Dr. Nesbitt and Ms. Neufeld had been engaged it what the judge described as "protracted family court litigation" and resulted in Ms. Neufeld having primary care of the child, with Dr. Nesbitt having supervised access. I'm sure the litigation rankled. In any event the recently-published decision of Mr. Justice Crawford concerns not the family law litigation but an action in which Ms. Neufeld sought damages for defamation and breach of privacy from Dr. Nesbitt.
Ms. Neufeld's complaints centred around a variety of publications the court found to be authored by Dr. Nesbitt, including the "Wicked Wendy Neufeld" website (some related material can still be found on blogspot) featuring material from the family law litigation and some of her private communications, and a Facebook page titled "Wendy Neufeld Support Group" containing hurtful and sarcastic comments.
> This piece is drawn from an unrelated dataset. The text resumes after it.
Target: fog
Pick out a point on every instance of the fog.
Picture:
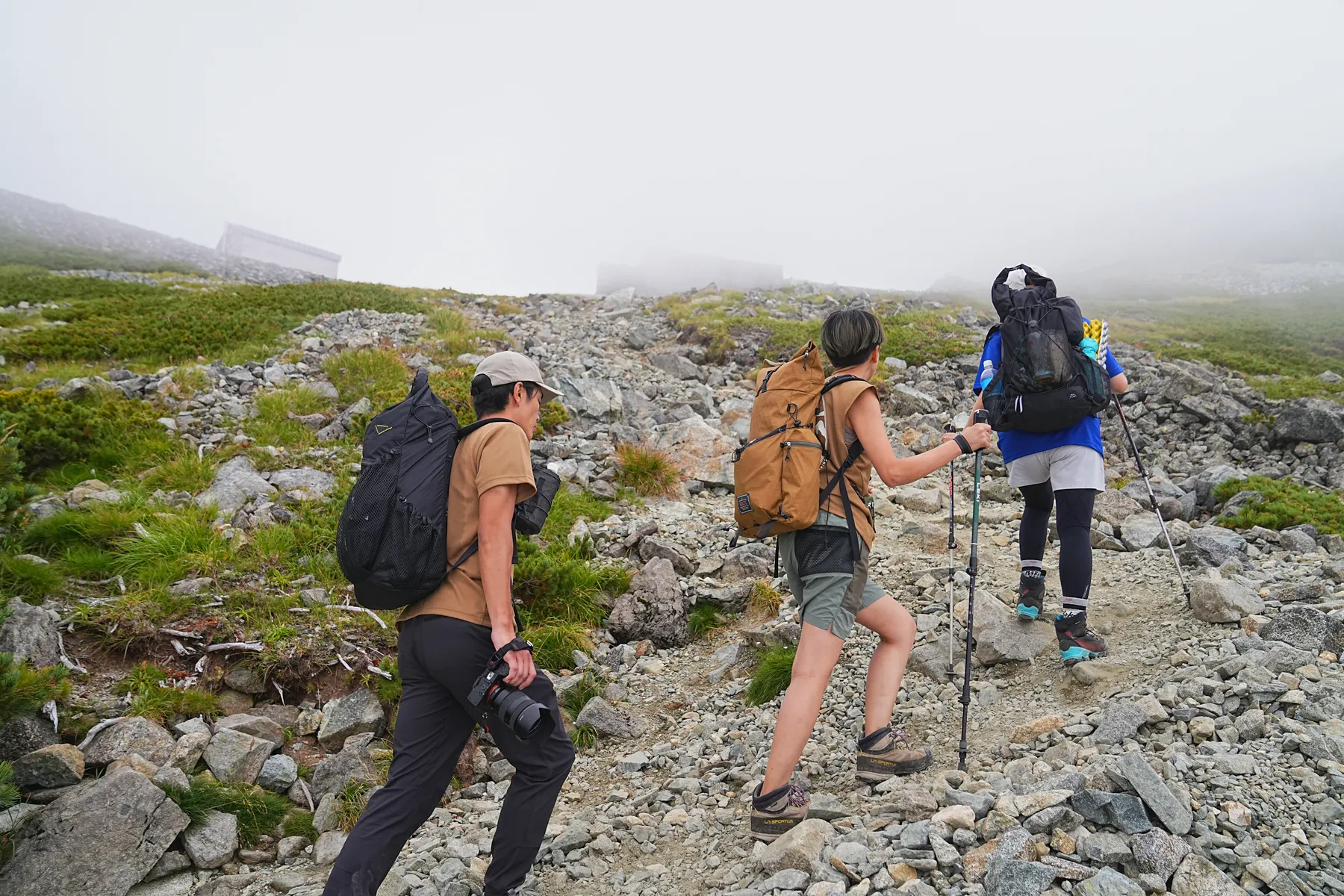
(514, 147)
To quote the judge, "that Dr. Nesbitt would dress his vitriol in such shabby clothing shows again a complete lack of social awareness."
Anyhow, the point here is that we as a society are well past the posting of anonymous pages on telephone poles. We live in the internet age where the scurrilous vituperations of an aggrieved individual are spewed across the globe for all to read in a second, and, just as the audience is massive, all that's required to discover it is a single ego-search. Hit PRINT and the broadcast is there to be attached to your next affidavit as Exhibit "A". Again, here's Mr. Justice Crawford:
"In this age of instantaneous broadcast to an innumerable number of people over the Internet, courts have acknowledged the aggravating factor this can have in determining whether the conduct at issue is defamatory and if so what the quantum of an award of damages should be."The judge decided that Dr. Nesbitt had taken his custody fight with Ms. Neufeld "far outside the ordinary confines of the family court litigation," and awarded damages of $40,000 to Ms. Neufeld for breach of privacy and defamation, plus her special costs of the litigation on the basis that Dr. Nesbitt's conduct was "deserving of the Court's reproof."
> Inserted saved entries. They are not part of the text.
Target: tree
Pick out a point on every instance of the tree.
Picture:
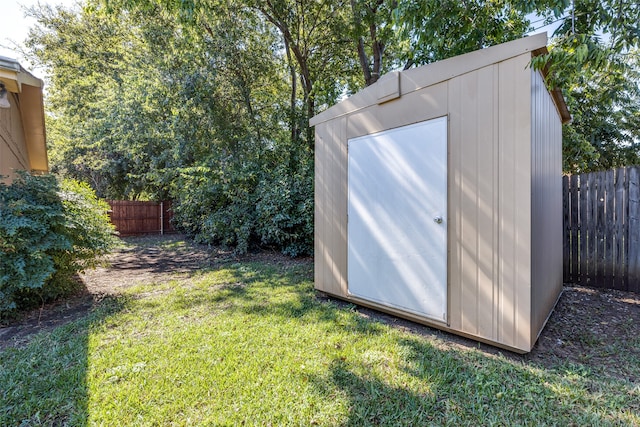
(594, 59)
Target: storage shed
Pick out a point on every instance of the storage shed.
(438, 195)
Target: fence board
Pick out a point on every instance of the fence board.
(135, 217)
(575, 224)
(634, 230)
(566, 225)
(609, 233)
(621, 229)
(602, 229)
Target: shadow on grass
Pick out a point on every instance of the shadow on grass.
(447, 387)
(45, 382)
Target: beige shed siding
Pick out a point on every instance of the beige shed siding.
(504, 257)
(547, 204)
(473, 222)
(489, 224)
(514, 193)
(330, 266)
(13, 150)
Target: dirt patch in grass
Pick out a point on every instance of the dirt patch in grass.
(593, 328)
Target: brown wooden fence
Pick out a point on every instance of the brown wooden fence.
(133, 217)
(602, 229)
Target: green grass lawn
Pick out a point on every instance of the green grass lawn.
(250, 344)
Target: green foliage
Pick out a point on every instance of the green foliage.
(208, 102)
(243, 206)
(48, 232)
(594, 60)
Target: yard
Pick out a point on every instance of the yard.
(177, 334)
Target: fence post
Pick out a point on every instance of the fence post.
(633, 273)
(162, 218)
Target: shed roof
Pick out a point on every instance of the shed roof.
(397, 83)
(20, 81)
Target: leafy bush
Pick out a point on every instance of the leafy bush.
(49, 231)
(248, 207)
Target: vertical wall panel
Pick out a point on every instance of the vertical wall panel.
(546, 181)
(514, 207)
(492, 200)
(331, 207)
(13, 148)
(473, 198)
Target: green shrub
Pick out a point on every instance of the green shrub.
(49, 231)
(248, 207)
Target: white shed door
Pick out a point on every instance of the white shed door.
(397, 224)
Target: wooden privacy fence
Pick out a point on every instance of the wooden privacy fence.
(133, 217)
(602, 229)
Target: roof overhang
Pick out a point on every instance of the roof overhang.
(29, 92)
(397, 83)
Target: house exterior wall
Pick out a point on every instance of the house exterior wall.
(13, 149)
(546, 199)
(502, 161)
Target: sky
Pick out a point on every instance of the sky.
(14, 27)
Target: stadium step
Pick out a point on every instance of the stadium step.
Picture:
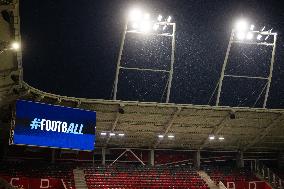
(208, 180)
(79, 177)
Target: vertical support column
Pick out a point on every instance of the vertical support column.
(172, 63)
(53, 151)
(103, 156)
(151, 157)
(119, 60)
(270, 72)
(240, 159)
(224, 68)
(197, 159)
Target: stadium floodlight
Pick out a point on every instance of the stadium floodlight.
(211, 137)
(142, 23)
(111, 134)
(245, 35)
(161, 136)
(135, 15)
(241, 35)
(259, 37)
(169, 19)
(145, 26)
(160, 17)
(249, 35)
(171, 136)
(241, 25)
(15, 46)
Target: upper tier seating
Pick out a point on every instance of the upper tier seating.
(143, 177)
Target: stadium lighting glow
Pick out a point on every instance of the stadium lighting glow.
(135, 14)
(147, 16)
(160, 17)
(241, 35)
(15, 46)
(211, 137)
(169, 19)
(156, 27)
(241, 25)
(171, 136)
(259, 37)
(145, 26)
(249, 35)
(161, 136)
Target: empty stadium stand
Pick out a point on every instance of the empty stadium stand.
(144, 177)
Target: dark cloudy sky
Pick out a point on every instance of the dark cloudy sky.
(71, 47)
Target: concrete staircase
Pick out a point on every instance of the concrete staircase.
(79, 178)
(208, 180)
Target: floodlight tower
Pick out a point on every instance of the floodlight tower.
(141, 23)
(243, 33)
(6, 46)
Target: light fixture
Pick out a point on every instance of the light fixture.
(161, 136)
(15, 46)
(241, 35)
(211, 137)
(145, 26)
(241, 25)
(135, 15)
(171, 136)
(156, 27)
(160, 17)
(249, 35)
(169, 19)
(147, 16)
(259, 37)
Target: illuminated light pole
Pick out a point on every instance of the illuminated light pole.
(6, 46)
(244, 34)
(140, 23)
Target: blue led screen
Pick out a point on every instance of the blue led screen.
(39, 124)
I have to admit that I see things like this fairly frequently in my practice, sometimes as a result of wounded feelings, but sometimes and far worse as a result of a desire for revenge or retaliation. I won't moralize and tsk-tsk about the stupidity of such websites, blogs and Facebook pages; that ought to be obvious. Just remember that it's as easy to find and print these things as it is to post them, and I guarantee that they will find their way into an affidavit at the most inconvenient time possible.